Let wel op! Vanaf er een wettelijke uitzonderingsgrond toepasselijk is, kan je niet opeens zomaar gaan doen wat je wil met die gegevens. Bij de gegevensverwerking zal je nog steeds rekening moeten houden met de andere verplichtingen die de GDPR oplegt. Denk maar aan de algemene beginselen, zoals transparantie, doelbinding, minimale gegevensverwerking, … Meer leesvoer hierover krijg je binnenkort in een volgende blog!

Toestemming

De eerste wettelijke uitzonderingsgrond (toestemming) lijkt de minst ingewikkelde. Je zou gevoelige gegevens van iemand kunnen verwerken wanneer die persoon daar uitdrukkelijk mee heeft ingestemd. Wanneer je geen andere wettelijke uitzonderingsgrond kan inroepen, gaat men meestal proberen terug te vallen op deze grond.

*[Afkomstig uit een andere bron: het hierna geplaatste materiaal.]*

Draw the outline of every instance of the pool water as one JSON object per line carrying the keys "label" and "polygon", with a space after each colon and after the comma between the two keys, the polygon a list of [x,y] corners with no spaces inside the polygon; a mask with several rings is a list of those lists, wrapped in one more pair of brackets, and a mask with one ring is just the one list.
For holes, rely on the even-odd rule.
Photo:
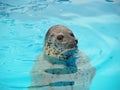
{"label": "pool water", "polygon": [[70,28],[96,67],[90,90],[120,90],[119,0],[0,0],[0,90],[28,90],[47,30]]}

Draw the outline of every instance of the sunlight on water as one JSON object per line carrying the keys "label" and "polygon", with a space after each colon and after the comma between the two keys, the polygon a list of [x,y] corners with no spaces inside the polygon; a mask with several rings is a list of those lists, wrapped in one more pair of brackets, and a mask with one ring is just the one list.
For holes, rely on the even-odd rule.
{"label": "sunlight on water", "polygon": [[119,8],[119,0],[1,0],[0,90],[28,90],[45,33],[56,24],[74,32],[96,67],[90,90],[120,90]]}

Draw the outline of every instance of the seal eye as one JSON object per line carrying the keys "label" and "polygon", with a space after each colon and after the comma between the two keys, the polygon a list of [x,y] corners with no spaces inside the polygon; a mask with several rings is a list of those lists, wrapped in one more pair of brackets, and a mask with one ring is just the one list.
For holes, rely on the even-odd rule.
{"label": "seal eye", "polygon": [[75,37],[75,36],[73,35],[73,33],[70,33],[70,36]]}
{"label": "seal eye", "polygon": [[58,35],[57,40],[63,40],[64,36],[63,35]]}

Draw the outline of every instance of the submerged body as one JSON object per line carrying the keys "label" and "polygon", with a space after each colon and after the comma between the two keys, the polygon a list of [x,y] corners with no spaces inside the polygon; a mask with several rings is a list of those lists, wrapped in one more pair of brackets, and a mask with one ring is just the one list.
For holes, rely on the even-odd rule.
{"label": "submerged body", "polygon": [[31,75],[30,90],[89,90],[95,68],[78,50],[73,33],[56,25],[46,34],[44,51],[35,61]]}

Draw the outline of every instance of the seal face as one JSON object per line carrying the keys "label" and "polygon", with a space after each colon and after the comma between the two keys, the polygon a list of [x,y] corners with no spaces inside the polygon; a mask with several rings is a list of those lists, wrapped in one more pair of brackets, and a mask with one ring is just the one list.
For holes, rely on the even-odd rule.
{"label": "seal face", "polygon": [[96,69],[77,47],[78,40],[65,26],[51,27],[43,52],[31,70],[29,90],[89,90]]}
{"label": "seal face", "polygon": [[51,27],[45,37],[44,53],[59,59],[68,59],[77,51],[78,40],[65,26]]}

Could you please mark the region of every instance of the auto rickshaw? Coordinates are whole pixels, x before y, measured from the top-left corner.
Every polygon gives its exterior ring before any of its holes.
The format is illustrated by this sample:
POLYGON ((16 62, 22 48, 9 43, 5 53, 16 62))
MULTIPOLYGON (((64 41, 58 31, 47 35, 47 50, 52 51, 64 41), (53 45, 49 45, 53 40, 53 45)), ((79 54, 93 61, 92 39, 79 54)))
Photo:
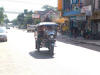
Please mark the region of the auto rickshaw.
POLYGON ((57 25, 54 22, 41 22, 37 25, 36 49, 40 52, 40 48, 49 49, 50 55, 54 55, 54 46, 57 36, 57 25))

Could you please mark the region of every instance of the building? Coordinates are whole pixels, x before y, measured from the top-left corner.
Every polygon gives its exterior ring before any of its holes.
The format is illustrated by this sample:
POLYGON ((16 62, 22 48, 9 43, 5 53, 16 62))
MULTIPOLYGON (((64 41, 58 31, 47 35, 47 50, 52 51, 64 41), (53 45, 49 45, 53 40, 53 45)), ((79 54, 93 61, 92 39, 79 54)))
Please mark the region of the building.
POLYGON ((56 21, 56 19, 59 18, 59 12, 54 11, 54 10, 36 11, 34 13, 34 16, 35 18, 40 19, 41 22, 56 21))

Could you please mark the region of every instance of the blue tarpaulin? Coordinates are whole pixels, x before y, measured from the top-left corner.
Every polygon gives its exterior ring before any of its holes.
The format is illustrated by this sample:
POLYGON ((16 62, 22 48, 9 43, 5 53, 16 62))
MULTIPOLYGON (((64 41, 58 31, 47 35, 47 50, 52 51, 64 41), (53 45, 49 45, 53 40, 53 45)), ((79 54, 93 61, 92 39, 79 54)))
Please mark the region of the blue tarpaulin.
POLYGON ((75 16, 80 14, 80 11, 69 11, 69 12, 64 12, 63 16, 75 16))

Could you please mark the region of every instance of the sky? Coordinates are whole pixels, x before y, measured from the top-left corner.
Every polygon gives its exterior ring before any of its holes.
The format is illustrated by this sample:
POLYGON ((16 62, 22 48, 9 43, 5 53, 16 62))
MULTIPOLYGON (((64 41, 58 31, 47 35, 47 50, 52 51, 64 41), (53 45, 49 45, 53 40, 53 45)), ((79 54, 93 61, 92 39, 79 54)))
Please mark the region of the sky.
MULTIPOLYGON (((0 0, 0 7, 5 11, 23 12, 24 9, 29 11, 42 10, 43 5, 57 7, 57 0, 0 0)), ((13 20, 18 14, 6 13, 9 20, 13 20)))

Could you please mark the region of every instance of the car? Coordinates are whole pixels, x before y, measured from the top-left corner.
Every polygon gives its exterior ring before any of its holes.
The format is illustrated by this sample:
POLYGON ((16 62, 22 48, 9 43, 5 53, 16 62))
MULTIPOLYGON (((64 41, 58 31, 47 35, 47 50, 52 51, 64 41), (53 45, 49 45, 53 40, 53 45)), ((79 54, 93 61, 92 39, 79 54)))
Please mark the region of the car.
POLYGON ((5 27, 0 27, 0 41, 7 41, 7 31, 5 27))

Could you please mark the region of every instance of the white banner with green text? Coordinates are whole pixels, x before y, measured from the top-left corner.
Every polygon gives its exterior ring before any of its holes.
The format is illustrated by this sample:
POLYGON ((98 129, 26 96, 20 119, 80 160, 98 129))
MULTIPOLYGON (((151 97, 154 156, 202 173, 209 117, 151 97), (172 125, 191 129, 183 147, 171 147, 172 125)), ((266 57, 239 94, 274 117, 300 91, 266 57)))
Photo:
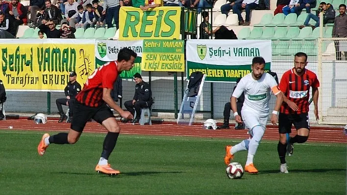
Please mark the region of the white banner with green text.
POLYGON ((271 40, 187 40, 187 77, 194 72, 206 74, 206 81, 234 82, 251 72, 253 58, 265 60, 270 70, 272 60, 271 40))

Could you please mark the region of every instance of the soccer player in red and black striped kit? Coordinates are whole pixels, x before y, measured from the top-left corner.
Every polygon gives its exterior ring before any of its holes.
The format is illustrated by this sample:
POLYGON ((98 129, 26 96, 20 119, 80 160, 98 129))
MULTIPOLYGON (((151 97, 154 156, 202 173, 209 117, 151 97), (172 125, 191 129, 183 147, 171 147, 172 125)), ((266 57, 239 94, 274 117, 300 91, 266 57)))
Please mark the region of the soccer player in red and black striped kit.
POLYGON ((119 171, 111 168, 108 157, 116 146, 120 128, 112 111, 107 105, 125 118, 133 116, 128 111, 124 111, 111 97, 113 83, 123 70, 129 70, 134 66, 137 54, 124 47, 118 53, 118 60, 105 64, 94 70, 83 88, 76 96, 74 105, 74 118, 69 133, 61 132, 50 136, 45 133, 42 137, 37 150, 43 155, 50 144, 73 144, 79 138, 87 122, 91 118, 104 126, 108 132, 103 142, 103 151, 95 170, 109 175, 118 174, 119 171))
POLYGON ((293 154, 293 144, 302 143, 307 140, 310 134, 308 110, 310 87, 312 87, 314 113, 318 116, 318 87, 319 81, 313 72, 305 68, 307 55, 298 52, 294 57, 294 67, 283 74, 279 88, 283 94, 283 102, 278 116, 279 142, 277 151, 281 161, 281 173, 288 173, 286 163, 286 152, 293 154), (297 134, 289 136, 292 125, 297 129, 297 134))

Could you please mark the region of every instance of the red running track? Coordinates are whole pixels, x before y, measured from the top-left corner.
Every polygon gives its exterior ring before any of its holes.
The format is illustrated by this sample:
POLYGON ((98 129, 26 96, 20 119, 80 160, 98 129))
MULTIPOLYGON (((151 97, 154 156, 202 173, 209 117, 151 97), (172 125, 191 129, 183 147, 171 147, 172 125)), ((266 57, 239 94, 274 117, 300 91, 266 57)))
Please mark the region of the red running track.
MULTIPOLYGON (((206 130, 202 129, 202 125, 178 125, 174 124, 153 124, 152 126, 132 124, 120 123, 121 133, 123 134, 156 135, 164 136, 180 136, 200 137, 221 137, 224 138, 244 139, 248 137, 246 130, 235 130, 232 129, 222 130, 206 130)), ((0 122, 0 129, 36 130, 45 131, 65 131, 70 130, 70 124, 58 123, 56 120, 49 120, 45 124, 35 124, 33 121, 24 119, 8 119, 0 122)), ((324 129, 322 127, 313 127, 311 130, 308 141, 328 143, 347 143, 347 136, 343 134, 342 129, 328 128, 324 129)), ((292 130, 292 133, 296 131, 292 130)), ((102 132, 107 131, 101 125, 96 122, 87 124, 84 132, 102 132)), ((278 140, 277 128, 269 126, 265 131, 263 139, 268 140, 278 140)))

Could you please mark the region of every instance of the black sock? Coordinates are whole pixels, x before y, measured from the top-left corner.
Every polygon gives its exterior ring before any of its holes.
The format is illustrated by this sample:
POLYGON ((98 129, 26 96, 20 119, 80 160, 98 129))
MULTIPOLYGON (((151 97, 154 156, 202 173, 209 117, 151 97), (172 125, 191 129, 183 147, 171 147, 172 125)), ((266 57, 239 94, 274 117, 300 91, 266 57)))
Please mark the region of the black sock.
POLYGON ((116 146, 117 139, 118 138, 119 133, 109 132, 105 137, 103 141, 103 149, 101 153, 101 157, 106 160, 108 159, 110 154, 116 146))
POLYGON ((297 137, 299 135, 296 135, 294 137, 291 137, 289 142, 291 144, 294 144, 295 143, 297 143, 297 137))
POLYGON ((286 163, 286 152, 287 152, 287 144, 282 144, 281 142, 278 142, 277 145, 277 151, 278 152, 278 156, 281 164, 286 163))
POLYGON ((68 133, 59 133, 56 135, 50 136, 48 141, 50 144, 68 144, 68 133))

Let wel op: die toestemming moet geïnformeerd, specifiek, vrij en ondubbelzinnig zijn. Toch niet zo eenvoudig dus!

Enkele andere voorbeelden

Een werkgever kan in een aanwervingsprocedure vragen naar etnische gegevens indien er een wettelijke verplichting op hem zou rusten inzake diversiteit. Is die verplichting er niet, dan kan het enkel wanneer de sollicitant daarmee instemt.

 

De toekomstige werkgever kan in elk geval niet vragen naar het politieke- of vakbondslidmaatschap tenzij dan weer in het uitzonderingsgeval dat de werkgever zelf een politieke partij, vakbond of ziekteverzekeraar is. Organisaties die dus zelf hun business oriënteren rond een duidelijke vakbonds-, politieke of religieuze visie, kunnen immers van hun werknemers verwachten dat ze trouw zijn aan hun principes.

 

Een kerncentrale die voor de toegang van de werknemers vingerafdrukidentificatie vereist zou zich voor de verwerking van deze biometrische gegevens kunnen beroepen op de noodzaak van het algemeen belang. Meer precies, de preventie van kernrampen. Hoe delicater de risico’s zijn wanneer onbevoegde personen zouden binnentreden, hoe meer kans je hebt om geldig een biometrische procedure te gebruiken. Een supermarkt daarentegen die aan de ingang een camera met gezichtsherkenning plaatst om klanten te identificeren, zal het enorm moeilijk hebben hier voldoende rechtvaardiging voor te vinden.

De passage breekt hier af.